6. An apparatus for aligning entities in a knowledge graph, comprising:

the acquisition module is used for acquiring a plurality of entities from a plurality of platforms as an entity training set;

a generating module, configured to generate a feature for performing collaborative training according to available information related to each entity in the entity training set, where the feature is used to indicate a similarity between the same type of available information in multiple entities;

and the alignment module is used for training the model based on the collaborative training according to the characteristics and judging whether the entity pair to be processed is synonymous according to the model obtained by training.

7. The apparatus of claim 6, wherein the obtaining module comprises:

an extracting unit, configured to extract available information of a plurality of entities of a plurality of platforms, where the available information includes at least one of: entity name, text contained in the entity, key discrete value and entity attribute;

and the first processing unit is used for taking the entity with the extracted available information as the entity in the entity training set.

8. The apparatus of claim 7, wherein the generating module comprises:

a determining unit configured to determine similarity between the entity names of a plurality of entities; or, determining the similarity between the titles and the texts in the texts contained in the entities of the plurality of entities and the similarity between 2 texts in each combination after the attributes are combined; or, determining similarity between 2 key discrete values in the key discrete value sets of the plurality of entities; or, determining attributes of a plurality of entities, extracting 2-dimensional features, and determining the similarity of the attributes of the 2 entities;

and the second processing unit is used for taking the similarity as a characteristic for carrying out collaborative training.

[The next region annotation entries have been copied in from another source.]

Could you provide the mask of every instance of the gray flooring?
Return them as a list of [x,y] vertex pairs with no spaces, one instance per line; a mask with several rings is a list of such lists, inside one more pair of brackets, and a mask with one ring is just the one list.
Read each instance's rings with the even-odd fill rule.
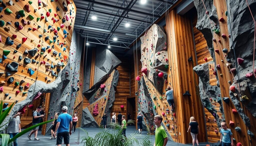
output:
[[[96,134],[101,130],[102,130],[99,128],[83,128],[83,129],[87,131],[89,134],[89,136],[91,137],[94,137],[96,135]],[[79,130],[78,129],[76,130],[76,133],[72,133],[72,134],[70,136],[70,145],[81,146],[84,145],[84,143],[81,143],[82,139],[81,138],[80,138],[79,142],[80,143],[78,143],[78,133]],[[127,129],[126,130],[126,135],[127,136],[129,136],[131,133],[135,132],[136,131],[136,128],[135,126],[127,126]],[[27,134],[23,135],[20,137],[18,139],[18,144],[19,146],[54,146],[56,145],[56,140],[52,139],[50,140],[49,139],[50,137],[50,136],[44,136],[41,134],[41,131],[39,131],[38,134],[37,136],[37,137],[40,139],[40,140],[38,141],[34,141],[33,140],[29,140],[27,137],[27,135],[30,133],[30,132],[27,133]],[[143,132],[142,135],[146,135],[146,132],[144,131]],[[80,130],[80,138],[82,137],[84,135],[84,132],[81,130]],[[33,135],[31,137],[31,138],[32,139],[34,139],[34,135]],[[140,138],[138,138],[138,139],[140,139]],[[154,142],[155,142],[155,136],[154,135],[151,136],[149,140],[154,145]],[[200,146],[205,146],[206,144],[209,143],[200,143],[199,145]],[[65,145],[63,144],[63,145]],[[181,143],[179,143],[178,144],[176,143],[173,142],[170,140],[168,141],[167,143],[167,145],[171,145],[172,146],[189,146],[192,145],[191,144],[184,144]],[[135,144],[134,146],[137,146]]]

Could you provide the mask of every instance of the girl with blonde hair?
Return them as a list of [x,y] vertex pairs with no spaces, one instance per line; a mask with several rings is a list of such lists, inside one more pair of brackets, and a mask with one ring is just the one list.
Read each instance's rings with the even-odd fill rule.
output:
[[193,146],[195,146],[195,144],[196,143],[198,146],[199,145],[197,139],[197,134],[200,134],[200,132],[198,132],[199,131],[199,126],[197,122],[196,121],[196,119],[194,117],[190,117],[190,121],[189,126],[187,132],[188,132],[188,131],[190,130],[190,133],[193,139]]

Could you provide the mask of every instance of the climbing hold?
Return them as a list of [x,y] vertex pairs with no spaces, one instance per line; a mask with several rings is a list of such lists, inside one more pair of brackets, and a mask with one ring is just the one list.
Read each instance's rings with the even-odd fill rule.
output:
[[186,91],[186,92],[183,94],[183,96],[187,95],[190,96],[191,96],[191,95],[189,93],[189,92],[188,91]]
[[7,81],[9,83],[12,83],[13,82],[13,81],[14,81],[14,78],[13,77],[11,77],[8,79],[8,81]]
[[236,91],[236,88],[234,86],[230,86],[229,87],[229,90],[233,92]]
[[241,58],[237,58],[237,63],[239,65],[241,64],[244,61],[244,60]]
[[229,98],[228,97],[224,97],[223,98],[223,101],[227,103],[229,103]]

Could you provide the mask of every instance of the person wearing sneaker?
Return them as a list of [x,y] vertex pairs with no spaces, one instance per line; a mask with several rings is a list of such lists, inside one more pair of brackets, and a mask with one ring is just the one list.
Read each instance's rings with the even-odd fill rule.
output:
[[173,111],[174,110],[174,100],[173,99],[173,89],[168,86],[167,86],[167,91],[165,93],[165,96],[167,98],[167,102],[171,107],[172,111]]
[[72,116],[68,114],[67,106],[63,106],[62,110],[62,114],[59,116],[57,120],[54,137],[56,136],[58,133],[56,145],[58,146],[61,146],[62,139],[64,139],[64,143],[66,146],[69,146],[69,136],[72,134]]
[[56,139],[57,137],[56,136],[54,137],[54,131],[55,131],[55,129],[56,128],[56,125],[57,125],[57,120],[59,117],[59,113],[56,113],[54,115],[54,121],[52,122],[52,127],[51,129],[51,137],[50,138],[50,139]]
[[137,117],[137,125],[139,129],[139,134],[142,133],[142,120],[143,118],[141,114],[139,112]]
[[[42,110],[42,107],[39,106],[37,107],[36,110],[35,111],[33,112],[33,120],[32,121],[32,125],[34,125],[39,123],[41,121],[41,117],[42,117],[44,116],[44,115],[41,114],[40,114],[40,111]],[[39,129],[39,127],[38,126],[35,127],[33,130],[30,132],[30,134],[28,136],[28,139],[30,140],[32,140],[31,137],[31,135],[35,133],[35,138],[34,139],[34,140],[39,140],[39,139],[37,138],[37,132],[38,132],[38,129]]]

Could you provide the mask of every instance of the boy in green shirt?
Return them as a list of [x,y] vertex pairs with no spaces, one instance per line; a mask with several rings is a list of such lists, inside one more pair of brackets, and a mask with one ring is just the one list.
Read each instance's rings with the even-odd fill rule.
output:
[[125,135],[125,131],[126,131],[126,121],[125,120],[125,116],[122,116],[122,134],[124,135],[125,137],[126,137]]
[[168,138],[166,132],[161,123],[163,118],[158,115],[154,117],[154,123],[157,127],[155,132],[155,144],[154,146],[165,146],[167,143]]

9. The apparatus of claim 8, wherein the alignment module comprises:

the dividing unit is used for dividing the features into a text view and a key discrete value view, wherein the entity name and the text contained in the entity are divided into the text view; dividing the attribute and the key discrete value into the key discrete value view;

and the training unit is used for training the model based on the collaborative training based on the text view and the key discrete value view.

10. The apparatus of any one of claims 6 to 9, wherein the model is a classifier.

11. A computer-readable storage medium, in which a computer program is stored, wherein the computer program is configured to carry out the method of any one of claims 1 to 5 when executed.

12. An electronic device comprising a memory and a processor, wherein the memory has stored therein a computer program, and wherein the processor is arranged to execute the computer program to perform the method of any of claims 1 to 5.